Danish Crown forced to cut capacity at two slaughterhouses
Russia's invasion of Ukraine has resulted in record high prices for energy and feed for, among other things, pigs. The payments to the farmers have not kept up at the same pace, and therefore the supply of fattening pigs to Danish Crown has fallen noticeably over the past months.
"It's really a difficult situation. The employees who are affected by this have put in an excellent effort. Since autumn 2020 and until a few weeks ago, we have almost constantly had more pigs ready for slaughter than we could manage to slaughter. Now the picture looks completely different, and it hurts that we are now, by all accounts, going to say goodbye to around 350 skilled employees," says Per Laursen, who is production director at Danish Crown.
Danish Crown saw a large increase in supplies on the back of the outbreak of African swine fever in Germany two years ago. This created the need for several hundred new employees at the slaughterhouses all over the country, but the record high costs for feed and energy are now causing many farmers to throttle back or completely close their production.

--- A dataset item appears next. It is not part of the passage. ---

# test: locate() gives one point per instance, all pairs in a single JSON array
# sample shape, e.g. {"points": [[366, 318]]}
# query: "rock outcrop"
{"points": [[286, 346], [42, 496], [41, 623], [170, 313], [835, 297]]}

The evening shift at Danish Crown's slaughterhouse in Sæby is set to close. In addition, a number of employees on the day shift will be affected, because a number of workplaces on the day shift are linked to the production of the evening shift. In Ringsted, the redundancies are expected to be distributed evenly across the slaughterhouse's various departments and affect employees on both the day shift and the evening shift.
Danish Crown will actively try to help the employees who are about to lose their jobs in the coming months. In the collective agreement applicable to Danish Crown's slaughterhouses, it is agreed that a social plan must be implemented in connection with major redundancies. Each of the affected employees will be invited to an interview to clarify his or her options.
"We will work actively to help the dismissed employees further in collaboration with the Food Confederation and the local job centres. We are also setting up job banks, and in general we have had great success with our social plan in the past. In fact, over the years it has been possible to help more than 90 percent of the affected employees move on to new jobs or start training within six months," says Per Laursen.
The purpose of the job bank is, among other things, to ensure that the employees who are made redundant have priority for vacant jobs at other companies in the Danish Crown group. At the same time, through the social plan, there will be the possibility of courses and training paid by the Danish Crown.